I write today because I’ve been blessed. I get the rare opportunity to see undiscovered genius in the eyes and actions of a young, misunderstood, dismissed and discarded demographic. Today, I am engaged with a bevy of benevolent people who, like me, believe we can halt the disgusting numbers of mostly poor, mostly black kids funneled into the preschool-to-prison pipeline. Today, we emphasize their worth, invest in their individual talents and empower them with the powerful notion that they will be the generation that reclaims and revitalizes long-ignored communities.

I am in awe of a higher power that has brought me (at times, kicking and screaming) back home. I live a life that reminds me that the blessings and benevolence that has brought me “success” can indeed be paid forward.

I don’t put on any pretenses with the Sweet Potato Project youth. They see my 1999 hoopty pulling up for classes.  They know I live in a high-crime, low-income neighborhood like theirs. And just so they don’t take this summer job opportunity for granted, I’ve told them about our struggles to raise money so they can “earn while they learn.” They know a whole bunch of people- instructors, donors, business people, a priest and a principal who have allowed us to hold classes at the church’s school-all give a damn about their futures.

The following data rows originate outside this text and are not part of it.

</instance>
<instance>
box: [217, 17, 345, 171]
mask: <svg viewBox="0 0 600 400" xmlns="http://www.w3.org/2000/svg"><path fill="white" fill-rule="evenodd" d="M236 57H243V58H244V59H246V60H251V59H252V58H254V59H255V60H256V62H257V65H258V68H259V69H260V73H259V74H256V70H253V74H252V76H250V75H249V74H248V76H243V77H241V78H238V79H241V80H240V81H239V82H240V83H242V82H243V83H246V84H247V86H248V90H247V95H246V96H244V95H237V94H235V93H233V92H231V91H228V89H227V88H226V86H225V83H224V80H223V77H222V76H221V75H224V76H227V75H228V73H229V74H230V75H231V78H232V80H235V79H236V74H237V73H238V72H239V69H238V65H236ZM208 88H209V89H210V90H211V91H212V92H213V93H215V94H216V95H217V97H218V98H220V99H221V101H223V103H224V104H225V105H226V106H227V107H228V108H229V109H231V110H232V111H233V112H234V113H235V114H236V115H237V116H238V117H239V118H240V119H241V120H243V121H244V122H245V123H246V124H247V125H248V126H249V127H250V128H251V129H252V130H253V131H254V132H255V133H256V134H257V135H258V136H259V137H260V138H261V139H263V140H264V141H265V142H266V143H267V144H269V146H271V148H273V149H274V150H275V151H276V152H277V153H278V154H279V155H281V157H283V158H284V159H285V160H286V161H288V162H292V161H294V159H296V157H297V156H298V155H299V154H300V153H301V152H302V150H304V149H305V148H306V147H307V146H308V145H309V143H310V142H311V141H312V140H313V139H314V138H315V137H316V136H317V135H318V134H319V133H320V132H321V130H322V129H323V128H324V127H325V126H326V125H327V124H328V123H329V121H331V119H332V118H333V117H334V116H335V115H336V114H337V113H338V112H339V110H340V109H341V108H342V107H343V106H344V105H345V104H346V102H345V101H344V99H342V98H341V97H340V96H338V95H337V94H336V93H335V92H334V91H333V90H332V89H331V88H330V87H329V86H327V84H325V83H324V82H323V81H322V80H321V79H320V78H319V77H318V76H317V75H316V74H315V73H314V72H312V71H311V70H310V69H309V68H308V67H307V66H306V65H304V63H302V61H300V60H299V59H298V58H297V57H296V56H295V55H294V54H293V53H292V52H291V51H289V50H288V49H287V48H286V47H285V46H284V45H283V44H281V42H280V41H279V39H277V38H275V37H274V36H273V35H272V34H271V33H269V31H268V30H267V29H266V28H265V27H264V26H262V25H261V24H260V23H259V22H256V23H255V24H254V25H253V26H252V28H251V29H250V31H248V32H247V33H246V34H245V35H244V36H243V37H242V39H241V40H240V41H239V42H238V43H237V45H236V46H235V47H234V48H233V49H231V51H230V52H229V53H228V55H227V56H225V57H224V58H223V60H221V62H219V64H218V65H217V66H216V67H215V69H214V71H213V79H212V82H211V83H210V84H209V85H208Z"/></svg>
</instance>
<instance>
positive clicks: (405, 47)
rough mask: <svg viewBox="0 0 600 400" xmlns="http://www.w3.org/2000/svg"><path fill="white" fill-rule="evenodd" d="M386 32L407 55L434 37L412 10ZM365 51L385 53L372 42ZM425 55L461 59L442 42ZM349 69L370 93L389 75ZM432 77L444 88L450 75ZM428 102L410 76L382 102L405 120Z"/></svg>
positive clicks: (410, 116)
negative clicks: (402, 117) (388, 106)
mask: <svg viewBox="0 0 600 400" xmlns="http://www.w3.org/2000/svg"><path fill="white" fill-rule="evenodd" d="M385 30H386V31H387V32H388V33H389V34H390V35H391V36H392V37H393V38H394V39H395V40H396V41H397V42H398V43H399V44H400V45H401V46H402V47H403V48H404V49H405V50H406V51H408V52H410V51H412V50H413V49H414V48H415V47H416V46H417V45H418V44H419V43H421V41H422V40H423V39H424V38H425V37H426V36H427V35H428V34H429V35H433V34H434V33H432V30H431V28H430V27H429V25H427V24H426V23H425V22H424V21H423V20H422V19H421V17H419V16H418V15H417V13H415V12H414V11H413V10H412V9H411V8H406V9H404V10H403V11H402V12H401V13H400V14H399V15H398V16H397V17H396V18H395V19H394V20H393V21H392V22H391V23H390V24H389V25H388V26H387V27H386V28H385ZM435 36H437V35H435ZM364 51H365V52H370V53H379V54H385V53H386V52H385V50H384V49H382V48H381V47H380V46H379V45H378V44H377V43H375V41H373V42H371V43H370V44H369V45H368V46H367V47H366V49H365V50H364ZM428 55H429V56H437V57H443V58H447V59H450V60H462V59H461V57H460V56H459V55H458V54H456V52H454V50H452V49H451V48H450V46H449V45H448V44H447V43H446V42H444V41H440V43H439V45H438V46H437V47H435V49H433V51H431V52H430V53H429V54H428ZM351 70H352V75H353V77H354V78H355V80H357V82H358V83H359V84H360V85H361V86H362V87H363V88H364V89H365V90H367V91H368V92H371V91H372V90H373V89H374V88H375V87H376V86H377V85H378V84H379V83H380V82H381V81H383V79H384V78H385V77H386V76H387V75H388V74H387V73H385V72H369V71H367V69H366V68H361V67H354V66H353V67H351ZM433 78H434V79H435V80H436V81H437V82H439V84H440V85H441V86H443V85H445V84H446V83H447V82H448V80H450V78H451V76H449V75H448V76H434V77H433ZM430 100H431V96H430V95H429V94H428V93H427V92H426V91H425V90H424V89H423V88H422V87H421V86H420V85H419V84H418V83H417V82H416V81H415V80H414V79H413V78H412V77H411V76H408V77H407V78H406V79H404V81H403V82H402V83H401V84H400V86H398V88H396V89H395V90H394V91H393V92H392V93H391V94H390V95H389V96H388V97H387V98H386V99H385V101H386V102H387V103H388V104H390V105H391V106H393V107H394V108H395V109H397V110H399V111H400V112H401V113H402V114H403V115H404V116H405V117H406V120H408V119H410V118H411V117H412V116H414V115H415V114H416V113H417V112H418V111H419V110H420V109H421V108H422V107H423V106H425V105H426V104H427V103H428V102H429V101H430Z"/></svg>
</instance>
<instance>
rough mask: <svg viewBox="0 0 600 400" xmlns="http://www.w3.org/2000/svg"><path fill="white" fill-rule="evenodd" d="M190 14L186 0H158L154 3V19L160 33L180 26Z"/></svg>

Today, they see a dream unfolding with vacant lots being turned into sweet potato-producing gardens. They see the flip side, the progressive side of “supply & demand” and they’re creating food-based products that will put money in their pockets and keep aspirations in their hearts. Most important, they see themselves as urban pioneers who will prove that we can indeed bring opportunity, jobs and small businesses back to areas of the city that have been maligned, misunderstood and abandoned.

I am in a place where the young and the powerless are empowered, where a small group of caring people help them discover their gifts, their purpose and their individual worth.  With the splintered stairwell, the fall from grace and all “the stuff” in between, universal wisdom is revealed:  We can choose the path (sometimes by accident) but we can’t dictate the journey. What is supposed to be…simply is!

This, in all its organic simplicity, is my humble awakening.

Sylvester Brown, Jr. is a St. Louis-based writer and founder of the Sweet Potato Project, an entrepreneurial program for youth offered by the North Area Community Development Corporation.